パリにいたとき2週間くらい僕たちは同居して毎日いろんな物を拾い集めた。
そのほとんどはゴミみたいなよく分からない物ばかりだったけど、
僕たちはそこに美を見つけ出す才能があった。
同時にそのままでは誰にもその良さを分かってもらえないことも知っていた。
それについて僕たちは毎晩、その日に拾った物を自慢し合いながら話し合った。
僕はアーティストとして、茜ちゃんはそれを親に捨てられないために、それらを素晴らしい作品に変化させようとした。
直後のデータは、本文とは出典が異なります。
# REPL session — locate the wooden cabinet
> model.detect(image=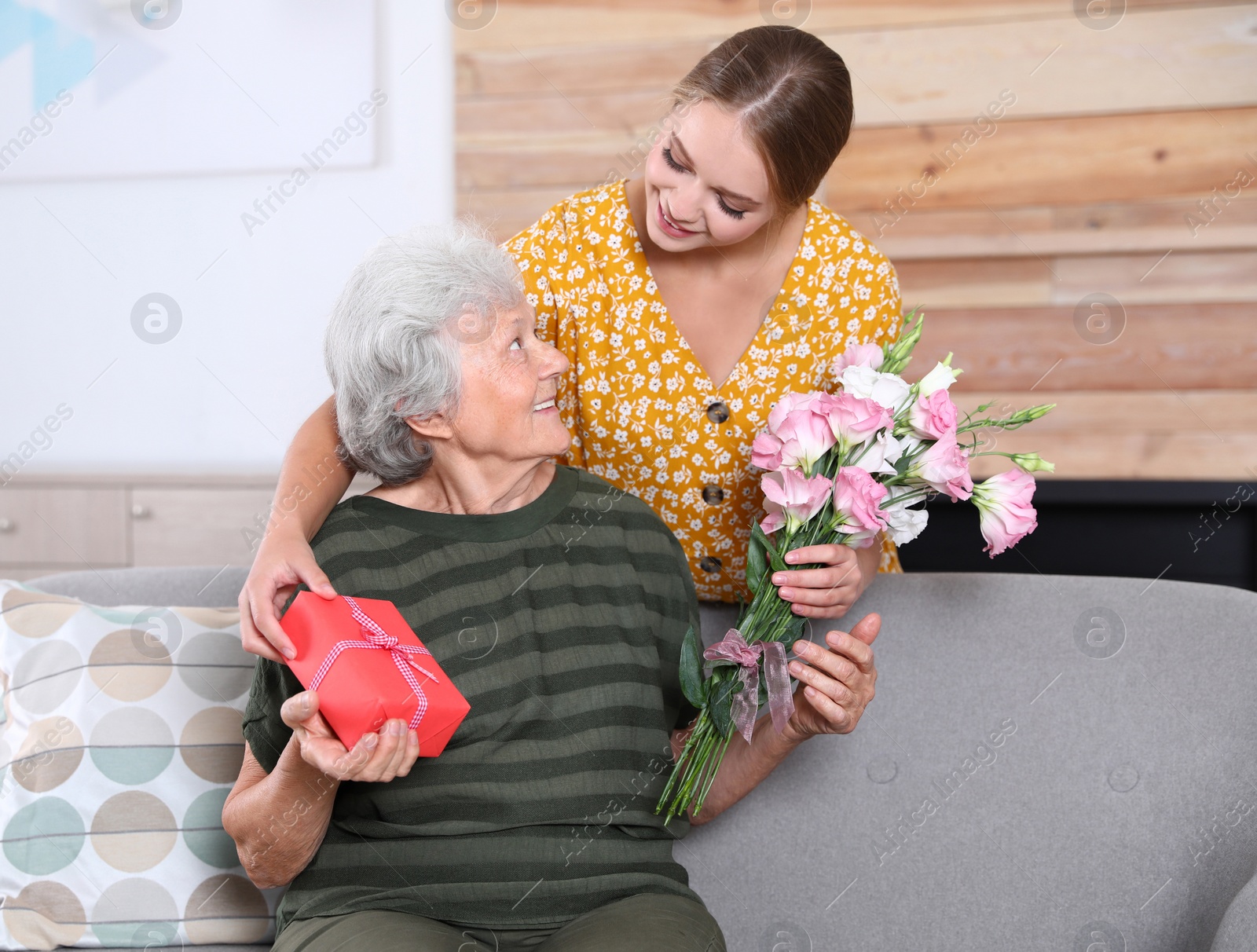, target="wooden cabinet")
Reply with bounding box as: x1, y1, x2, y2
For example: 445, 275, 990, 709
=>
130, 486, 274, 566
0, 486, 130, 566
0, 474, 375, 580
今日は孔雀の羽が生え変わるシーズンなので森に遊びにいく。
途中まで手をつないで歩いていたのだけれど、茜ちゃんは口から変な液体を出しているバッタとかも触るので僕は途中から手をつなぐのをやめた。
到着するとすぐに 孔雀は潔く僕たちに羽を譲ってくれた。
アトリエに戻ってナポレオンのように豪華な羽ペンでドローイングする。
茜ちゃんのなかには失敗も成功もなく、ただひたすら夢中な今が続いていた。
[明日の予定]
「今度公募展を開催しますので、あなたも出品しませんか?」
主催者は言う。
「何の為の公募展ですか?」
僕は尋ねる。
「もちろん新しい才能の発掘を目的としています。」
主催者はそう答える。
「もしそれが本当なら公募展を開く必要はありません。
あなたの探していた物はここにあるような気がします。」
僕は言う。
この方法で大丈夫。
大人になった僕にはどうしても失敗も成功もある。
かろうじてそれを自分で判断する力は失わない。